Example 1: Basic Entity Recognition

curl -X POST http://localhost:8080/predict \
  -H "Content-Type: application/json" \
  -d '{
    "inputs": ["Mozilla is headquartered in San Fancisco, CA"]
  }'
{
  "results": [
    {
      tokens: [{
       "token_info": {
                    "token": "Mozilla",
                    "token_id": 12556,
                    "start": 0,
                    "end": 2
                },
                "scores": [
                    -0.48987845,
                    2.912971,
                    -1.6960273,
                    2.2318482,
                    -3.2153757
                  ]
              .....
      "label": "B-ORG",
      "score": 4.5583587
    }
    ]
    }
  ],
  "model_id": "ner-tagger"
}

Entities Found:

  • MozillaB-ORG, I-ORG (Organization)
  • San FranciscoB-LOC (Location)
  • CAB-LOC (Location)

The B- prefix indicates the beginning of an entity, I- indicates inside/continuation, and O means outside any entity.
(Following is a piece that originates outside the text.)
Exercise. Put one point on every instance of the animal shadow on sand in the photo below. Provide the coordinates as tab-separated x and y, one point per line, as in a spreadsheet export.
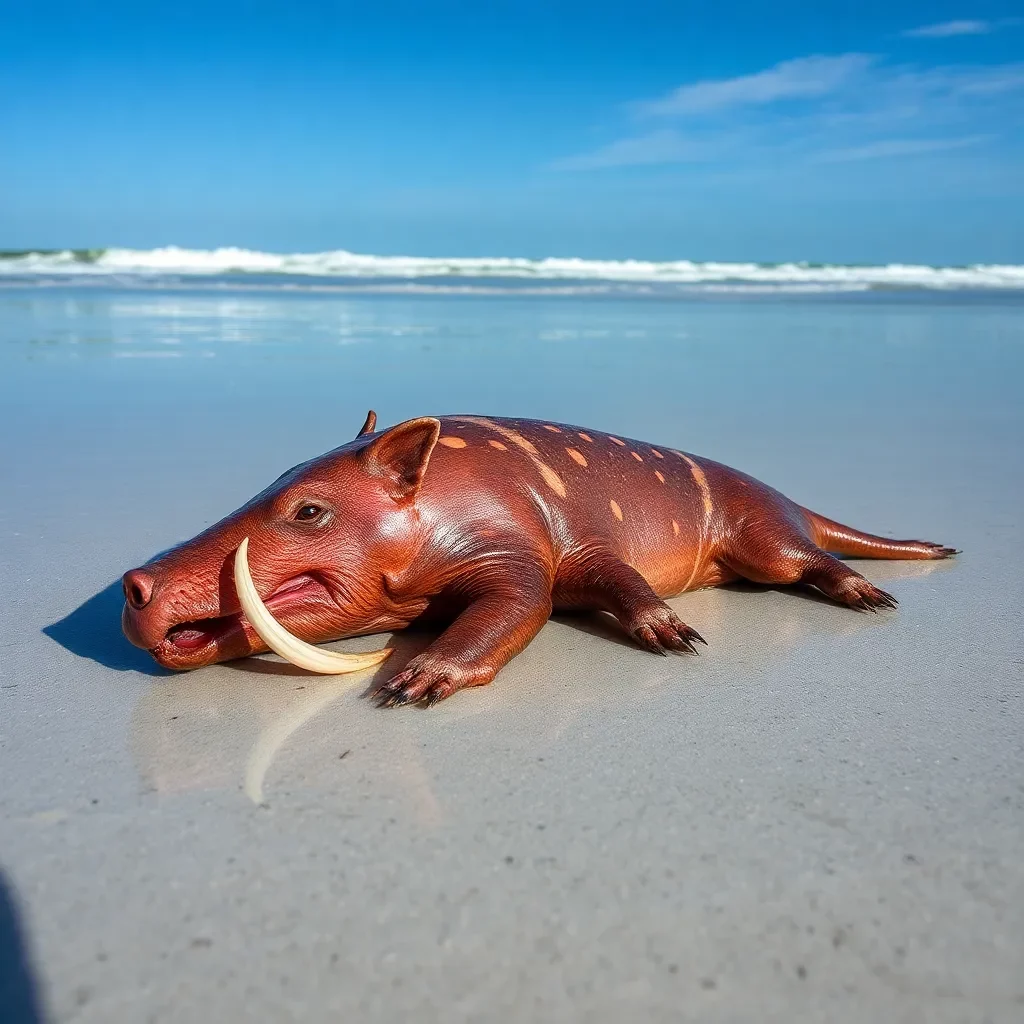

Example 2: Multiple Sentences

curl -X POST http://localhost:8080/predict \
  -H "Content-Type: application/json" \
  -d '{
    "inputs": [
      "Yvon Chouinard founded Patagonia in 1957.",
      "The Eiffel Tower is located in Paris, France."
    ]
  }'

Sentence 1: - Yvon → Person (PER) - Patagonia → Organization (ORG)
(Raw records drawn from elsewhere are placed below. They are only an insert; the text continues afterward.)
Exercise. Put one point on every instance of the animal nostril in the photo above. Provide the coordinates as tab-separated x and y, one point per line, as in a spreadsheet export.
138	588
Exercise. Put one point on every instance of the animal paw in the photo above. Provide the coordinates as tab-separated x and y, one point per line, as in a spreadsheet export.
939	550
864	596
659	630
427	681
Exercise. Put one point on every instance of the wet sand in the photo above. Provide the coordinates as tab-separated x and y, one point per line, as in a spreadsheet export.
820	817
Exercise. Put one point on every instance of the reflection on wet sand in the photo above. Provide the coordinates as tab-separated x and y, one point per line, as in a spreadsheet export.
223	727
Sentence 2: - Eiffel Tower → Miscellaneous (MISC) - Paris → Location (LOC) - France → Location (LOC)

Step 6: CLI Inference

For batch processing or one-off predictions, use the CLI directly:

Single Input

./build/ner-tagger.encoderfile infer \
  "Tim Cook presented the new iPhone at Apple Park in California."

Batch Processing

./build/ner-tagger.encoderfile infer \
  "Amazon was founded by Jeff Bezos in Seattle." \
  "Mozilla's headquarters are in San Francisco, California." \
  "Marie Curie won the Nobel Prize in Physics." \
  -o results.json

This saves all results to results.json for further processing.


Advanced Usage

Custom Ports

./build/ner-tagger.encoderfile serve \
  --http-port 3000 \
  --grpc-port 50052

HTTP Only (Disable gRPC)

./build/ner-tagger.encoderfile serve --disable-grpc

Production Deployment

# Copy to system location
sudo cp ./build/ner-tagger.encoderfile /usr/local/bin/

# Run as a service (example with systemd)
/usr/local/bin/ner-tagger.encoderfile serve \
  --http-hostname 0.0.0.0 \
  --http-port 8080

Understanding the Output

Token Classification Labels

The model uses the IOB (Inside-Outside-Beginning) tagging scheme:

Prefix Meaning Example
B- Beginning of entity B-PER for "Barack" in "Barack Obama"
I- Inside/continuation I-PER for "Obama" in "Barack Obama"
O Outside any entity O for "is" or "the"

Entity Types

Label Description Examples
PER Person names "John Smith", "Marie Curie"
ORG Organizations "Apple Inc.", "United Nations"
LOC Locations "Paris", "California", "Mount Everest"
MISC Miscellaneous "iPhone", "Nobel Prize"

Response Format

{
  "results": [
    {
      "tokens": ["word1", "word2", ...],          // Tokenized input
      "logits": [[...], [...], ...],              // Raw model outputs
      "predicted_labels": ["B-PER", "O", ...]     // Predicted entity tags
    }
  ],
  "model_id": "ner-tagger"
}

Troubleshooting

Unexpected Entity Recognition

Model Limitations

The model may struggle with:

  • Rare or domain-specific entities
  • Ambiguous contexts (e.g., "Washington" as person vs. location)
  • Non-English text
  • Very long sequences (>512 tokens)

Solution: Fine-tune on domain-specific data or use a specialized model.

Performance Optimization

If inference is slow:

# Consider adding a transform to reduce output size
transform: |
  function Postprocess(arr)
    -- Only return top prediction per token
    return arr:argmax(3)
  end

Server Connection Issues

# Check if server is running
curl http://localhost:8080/health

# Try different port
./build/ner-tagger.encoderfile serve --http-port 8081

Next Steps


Summary

You've learned to:

  • ✅ Export a token classification model to ONNX
  • ✅ Build a self-contained encoderfile binary
  • ✅ Deploy as a REST API server
  • ✅ Make predictions via HTTP and CLI
  • ✅ Understand NER output format

The encoderfile you built is production-ready and can be deployed anywhere without dependencies!